Checking the correlation of the features with price, we see that: sqft_living, sqft_above, sqft_living15 and bathrooms have a high correlation with price.

 VISUALIZATIONS:  CHECKING FOR LINEAR RELATION BETWEEN THE DEPENDENT VARIABLE(PRICE) AND INDEPENDENT VARIABLES

image

Comparing price against sqft_living, we see a linear relationship between the two. An increase in sqft_living increases the price of a home.

using a apir plot to visualize all the independent variables against price, we have:

image

sqft_living15, sqft_living, sqft_ab0ve, sqft_above and bathrooms have a linear relationship with price.

distribution of price is quite skewed and we correct this by removing outliers.

MODELING:

Target variable = Price

independent variables = sqft_living, sqft_above, grade, sqft_living15

  1. LINEAR REGRESSION:

use linear regression analysis to predict house price based on sqft_living. USing StatsModels to create a simple linear regression, we obtain:

price = -5.045e+04 + 284.3280sqft_living Rsquared = 49.7% tstatistics, pvalue < 0.05

visualizing the model:

image

49.7% variation in price can be explained by the Square footage of living space in the home

An rsquared of 49.7% is a low variation and indicates the Square footage of living space in the home is not explaining much variation of the price.

we solve this by doing a multiple linear regression, adding more variables to our model to increase variability.

plotting the regression line:

image

  1. MULTIPLE LINEAR REGRESSION

Using grade column, categorical data for multiple linear regression, we first perform one-hot encoding convert it to numerical counterparts.

Drop the first column when performing one-hot coding to avoid dummy variable trap.

list of independent variables for the model = ['sqft_living', 'sqft_above', 'grade']
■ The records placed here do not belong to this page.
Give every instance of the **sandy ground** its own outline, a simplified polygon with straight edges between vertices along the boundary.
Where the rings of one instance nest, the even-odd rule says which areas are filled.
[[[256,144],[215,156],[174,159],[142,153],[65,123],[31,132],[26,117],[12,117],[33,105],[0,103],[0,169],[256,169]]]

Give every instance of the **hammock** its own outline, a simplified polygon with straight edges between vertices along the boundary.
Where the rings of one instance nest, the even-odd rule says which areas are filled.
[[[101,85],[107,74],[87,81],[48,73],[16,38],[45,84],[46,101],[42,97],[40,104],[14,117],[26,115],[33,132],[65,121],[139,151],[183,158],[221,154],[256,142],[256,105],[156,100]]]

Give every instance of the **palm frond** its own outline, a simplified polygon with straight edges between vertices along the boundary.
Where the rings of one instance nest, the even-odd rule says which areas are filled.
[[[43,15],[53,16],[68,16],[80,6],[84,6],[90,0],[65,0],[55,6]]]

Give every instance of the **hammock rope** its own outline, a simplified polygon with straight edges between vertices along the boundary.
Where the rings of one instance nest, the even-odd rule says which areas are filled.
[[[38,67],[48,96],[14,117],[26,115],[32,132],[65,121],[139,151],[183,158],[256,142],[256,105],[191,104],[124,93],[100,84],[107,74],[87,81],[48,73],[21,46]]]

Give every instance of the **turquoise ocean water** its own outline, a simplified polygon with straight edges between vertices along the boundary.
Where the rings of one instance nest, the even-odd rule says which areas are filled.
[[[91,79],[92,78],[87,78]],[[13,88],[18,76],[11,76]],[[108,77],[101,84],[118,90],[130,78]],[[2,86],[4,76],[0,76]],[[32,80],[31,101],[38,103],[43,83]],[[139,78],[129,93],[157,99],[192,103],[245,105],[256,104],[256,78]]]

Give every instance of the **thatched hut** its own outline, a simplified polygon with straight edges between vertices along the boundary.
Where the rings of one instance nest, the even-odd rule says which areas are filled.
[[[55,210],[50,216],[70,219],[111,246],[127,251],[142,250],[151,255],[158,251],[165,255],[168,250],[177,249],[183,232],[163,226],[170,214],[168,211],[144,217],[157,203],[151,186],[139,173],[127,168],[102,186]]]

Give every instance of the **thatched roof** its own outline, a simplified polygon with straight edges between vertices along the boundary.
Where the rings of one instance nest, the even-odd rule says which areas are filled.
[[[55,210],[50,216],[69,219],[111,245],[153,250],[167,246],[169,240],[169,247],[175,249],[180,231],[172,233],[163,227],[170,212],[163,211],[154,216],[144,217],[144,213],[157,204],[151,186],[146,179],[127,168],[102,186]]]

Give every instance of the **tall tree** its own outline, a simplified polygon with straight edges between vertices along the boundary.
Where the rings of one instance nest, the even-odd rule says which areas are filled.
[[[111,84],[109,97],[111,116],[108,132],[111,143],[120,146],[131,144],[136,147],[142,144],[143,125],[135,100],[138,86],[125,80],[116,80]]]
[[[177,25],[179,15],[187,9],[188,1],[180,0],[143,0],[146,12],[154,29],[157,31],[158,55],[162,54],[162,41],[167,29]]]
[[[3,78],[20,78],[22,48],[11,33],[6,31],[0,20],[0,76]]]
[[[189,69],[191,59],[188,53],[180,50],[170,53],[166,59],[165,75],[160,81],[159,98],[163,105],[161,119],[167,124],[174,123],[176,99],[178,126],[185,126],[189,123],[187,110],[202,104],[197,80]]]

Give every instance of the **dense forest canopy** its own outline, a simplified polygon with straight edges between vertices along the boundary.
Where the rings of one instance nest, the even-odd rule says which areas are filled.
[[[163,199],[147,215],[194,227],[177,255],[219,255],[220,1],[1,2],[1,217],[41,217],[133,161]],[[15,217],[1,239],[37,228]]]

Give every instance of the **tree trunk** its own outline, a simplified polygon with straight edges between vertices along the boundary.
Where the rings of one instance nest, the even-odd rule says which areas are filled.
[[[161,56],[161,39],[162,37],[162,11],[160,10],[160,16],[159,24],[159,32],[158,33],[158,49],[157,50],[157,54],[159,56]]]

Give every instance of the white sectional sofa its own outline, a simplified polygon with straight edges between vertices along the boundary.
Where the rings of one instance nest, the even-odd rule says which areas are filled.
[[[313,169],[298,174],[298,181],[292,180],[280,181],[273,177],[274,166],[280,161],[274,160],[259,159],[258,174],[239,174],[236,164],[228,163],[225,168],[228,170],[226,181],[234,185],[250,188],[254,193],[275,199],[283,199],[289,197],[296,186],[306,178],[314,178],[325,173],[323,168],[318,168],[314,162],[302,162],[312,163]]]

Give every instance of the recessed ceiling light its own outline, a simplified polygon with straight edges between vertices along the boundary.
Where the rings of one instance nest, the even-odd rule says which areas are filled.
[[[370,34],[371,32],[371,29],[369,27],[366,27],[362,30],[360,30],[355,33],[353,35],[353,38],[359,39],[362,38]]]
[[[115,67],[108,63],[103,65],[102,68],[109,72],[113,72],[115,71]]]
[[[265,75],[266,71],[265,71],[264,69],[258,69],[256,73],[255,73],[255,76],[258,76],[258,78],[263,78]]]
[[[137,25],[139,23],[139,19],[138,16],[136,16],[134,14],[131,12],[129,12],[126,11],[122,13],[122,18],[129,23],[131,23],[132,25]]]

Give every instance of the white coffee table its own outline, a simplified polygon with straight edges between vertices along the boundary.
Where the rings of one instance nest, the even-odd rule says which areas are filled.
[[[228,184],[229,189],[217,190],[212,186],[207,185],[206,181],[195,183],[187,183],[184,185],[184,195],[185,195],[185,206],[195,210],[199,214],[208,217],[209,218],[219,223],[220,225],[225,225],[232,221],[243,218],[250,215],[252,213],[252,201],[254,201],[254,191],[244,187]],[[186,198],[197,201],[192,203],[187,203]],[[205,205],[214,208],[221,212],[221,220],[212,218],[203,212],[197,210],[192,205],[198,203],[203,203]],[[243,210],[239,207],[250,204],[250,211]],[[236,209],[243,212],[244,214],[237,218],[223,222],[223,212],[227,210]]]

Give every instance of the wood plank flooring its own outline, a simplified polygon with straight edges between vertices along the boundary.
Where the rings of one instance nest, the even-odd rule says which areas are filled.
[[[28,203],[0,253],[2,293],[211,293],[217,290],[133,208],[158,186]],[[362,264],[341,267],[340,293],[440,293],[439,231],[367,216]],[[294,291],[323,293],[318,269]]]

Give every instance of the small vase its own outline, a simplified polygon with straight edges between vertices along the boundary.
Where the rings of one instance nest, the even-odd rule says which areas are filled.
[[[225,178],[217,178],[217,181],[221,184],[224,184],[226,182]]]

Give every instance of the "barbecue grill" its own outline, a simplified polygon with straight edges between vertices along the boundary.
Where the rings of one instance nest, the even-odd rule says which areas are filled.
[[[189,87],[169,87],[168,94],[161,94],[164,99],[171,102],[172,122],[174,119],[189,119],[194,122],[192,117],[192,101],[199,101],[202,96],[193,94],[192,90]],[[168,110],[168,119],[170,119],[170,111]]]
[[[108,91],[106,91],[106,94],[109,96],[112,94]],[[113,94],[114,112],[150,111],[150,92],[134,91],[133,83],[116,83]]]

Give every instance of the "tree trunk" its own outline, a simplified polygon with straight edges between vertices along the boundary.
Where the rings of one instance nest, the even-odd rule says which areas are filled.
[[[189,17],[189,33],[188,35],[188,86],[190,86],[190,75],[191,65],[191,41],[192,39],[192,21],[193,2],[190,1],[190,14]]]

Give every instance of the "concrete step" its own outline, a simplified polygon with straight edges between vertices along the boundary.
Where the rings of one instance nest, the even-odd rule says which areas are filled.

creating a multiple linear regression model that includes categorical variables

rsquared = 59.4% fstatistics, pvalue < 0.05

The model explains 59.4% variation in price. All of the p-values round to 0 when all predictors are 0, the price value would be about 5.954e+05 with each increase in 1 sqft_living, we see an associated price increase of 220.1353 and with each inctrease in 1 sqft_above, we see an associated price decrease of -93.6898 For a house with an overall grade of 11(Excellent) we see an increase of 2.844e+05 in price of the house, an increase of 8.757e+05 in house price for grade 12(luxury) and 2.036e+06 on grade_13 Mansion. for the company to maximize on profit, the houses should be of a high overall grade of the house. Related to the construction and design of the house.

model fit

image

Visualizing true (blue) vs. predicted (red) values, with the predictor, sqft_living along the x-axis.